Enver a joué un rôle majeur dans le génocide arménien. Il a fait les premiers pas en ordonnant aux recrues arméniennes de l’armée ottomane d’être désarmées et réaffectées dans des bataillons de travail avant leurs exécutions sommaires. Ces instructions ont été expliquées sur la base d’accusations de trahison, mais la défaite de son armée n’a fourni que le prétexte pour intensifier une campagne d’extermination qui a également été déclenchée contre la population civile avec l’utilisation de l’Organisation spéciale paramilitaire secrète (Teshkilât-i-Mahsusa) pour massacrer systématiquement les Arméniens déportés.
Après l’effondrement du front russe en 1918, les armées ottomanes ont avancé dans le Caucase. La troisième armée, commandée par Vehib Pacha, pénètre sur le territoire de l’Arménie orientale, et est arrêtée lors des batailles de Sardarabad, Bash Aparan, et Gharakilise en mai 1918. Une nouvelle force militaire appelée l’Armée de l’Islam, commandée par le demi-frère d’Enver, Nuri, avance vers le territoire de l’Azerbaïdjan actuel et, en combinaison avec les Tatars (Azerbaïdjanais), occupe Bakou le 15 septembre, organisant un massacre de la population arménienne locale.

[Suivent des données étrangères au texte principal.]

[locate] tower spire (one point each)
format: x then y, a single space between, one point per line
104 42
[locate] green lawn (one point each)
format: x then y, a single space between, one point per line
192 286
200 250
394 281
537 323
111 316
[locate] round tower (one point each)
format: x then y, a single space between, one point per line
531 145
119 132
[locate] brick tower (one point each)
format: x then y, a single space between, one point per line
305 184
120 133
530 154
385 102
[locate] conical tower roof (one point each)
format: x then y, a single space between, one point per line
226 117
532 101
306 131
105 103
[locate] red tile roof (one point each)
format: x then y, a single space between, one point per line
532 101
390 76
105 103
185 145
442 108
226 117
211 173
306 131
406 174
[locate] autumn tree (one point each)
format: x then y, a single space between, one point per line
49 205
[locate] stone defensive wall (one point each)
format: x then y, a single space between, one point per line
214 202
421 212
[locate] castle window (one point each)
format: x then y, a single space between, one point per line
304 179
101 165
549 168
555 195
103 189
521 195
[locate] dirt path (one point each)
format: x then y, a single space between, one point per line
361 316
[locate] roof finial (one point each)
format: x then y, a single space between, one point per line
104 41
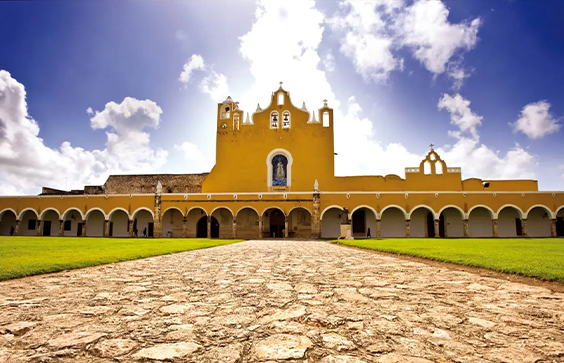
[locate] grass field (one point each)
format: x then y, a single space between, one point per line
26 256
535 257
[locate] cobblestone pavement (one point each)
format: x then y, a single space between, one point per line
270 301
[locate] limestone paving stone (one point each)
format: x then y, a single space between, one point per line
278 301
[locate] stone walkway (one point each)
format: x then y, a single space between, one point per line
270 301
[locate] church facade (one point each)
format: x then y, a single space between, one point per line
274 178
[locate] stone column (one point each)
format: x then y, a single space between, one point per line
157 223
209 226
378 228
234 227
524 227
106 228
260 226
465 228
39 228
315 221
553 228
494 228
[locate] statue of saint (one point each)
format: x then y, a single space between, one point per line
279 173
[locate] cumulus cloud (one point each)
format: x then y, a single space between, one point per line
299 65
27 164
213 84
373 32
535 121
196 62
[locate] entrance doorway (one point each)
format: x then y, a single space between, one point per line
46 228
202 228
277 223
359 219
431 225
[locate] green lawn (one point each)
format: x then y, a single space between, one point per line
26 256
536 257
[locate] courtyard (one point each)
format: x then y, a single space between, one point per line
260 301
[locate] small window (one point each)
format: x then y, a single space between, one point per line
286 120
280 99
518 227
325 119
274 120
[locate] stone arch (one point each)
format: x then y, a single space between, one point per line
392 221
172 222
87 214
299 222
247 207
547 210
452 219
22 212
118 209
331 222
492 213
392 206
50 209
28 222
95 222
363 222
142 209
9 210
193 216
462 214
224 217
71 209
509 221
480 221
422 221
72 226
326 209
269 168
119 222
274 222
8 219
538 221
247 223
170 208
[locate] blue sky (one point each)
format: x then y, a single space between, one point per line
479 79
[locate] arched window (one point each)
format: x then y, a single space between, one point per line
279 170
286 119
274 120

Cependant, l’Empire ottoman est confronté à la défaite. Enver est démis de ses fonctions ministérielles en octobre 1918, et un mois plus tard, il s’enfuit en exil avec d’autres membres du CUP. Jugé par contumace par une cour martiale d’après-guerre pour les crimes de « plonger le pays dans la guerre sans raison légitime, de déportation forcée des Arméniens et de quitter le pays sans autorisation », il est condamné à mort en juillet 1919.

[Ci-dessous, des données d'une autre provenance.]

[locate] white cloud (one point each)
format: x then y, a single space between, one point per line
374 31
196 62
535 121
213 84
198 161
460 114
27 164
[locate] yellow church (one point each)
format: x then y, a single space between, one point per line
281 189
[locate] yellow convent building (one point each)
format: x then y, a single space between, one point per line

Enver se rend d’abord en Allemagne, et fait la navette entre Berlin et Moscou en essayant de construire une alliance germano-soviétique. Il se rend à Bakou en septembre 1920 et prend part au Congrès des peuples de l’Est. En juillet 1921, il tente de retourner en Turquie, mais Mustafa Kemal ne veut pas de lui parmi ses forces, car il rejette explicitement les idées pan-turques d’Enver. Il se rend à Moscou où il parvient à gagner la confiance des autorités soviétiques. En novembre 1921, Lénine l’envoie à Boukhara, au Turkestan, pour aider à réprimer une révolte contre le régime bolchevique local. Au lieu de cela, avec un petit nombre de partisans, il a fait défection aux rebelles et a réuni leurs différents groupes sous son propre commandement pour lutter contre l’Armée rouge.
Le 4 août 1922, une brigade de cavalerie de l’Armée rouge sous le commandement de Hakob Melkumian (connu dans les sources russes sous le nom de Yakov Melkumov) a lancé une attaque surprise sur le quartier général d’Enver près du village d’Ab-i-Derya. L’attaque s’est terminée par la mort d’Enver. Il existe différentes versions. Selon les mémoires de Melkumov, Enver a réussi à s’échapper à cheval et s’est caché pendant plusieurs jours dans le village de Chaghan. Après la localisation de la cachette, les troupes soviétiques ont pris d’assaut le village et Enver a été tué par Melkumov lui-même dans le combat qui s’en est suivi.
Le corps d’Enver a été enterré près d’Ab-i-Derya. Comme ce fut le cas pour Talaat en 1943, les restes de ce bourreau du peuple arménien ont été ramenés en Turquie en 1996 et réinhumés au cimetière du Monument de la Liberté à Shishli, Istanbul.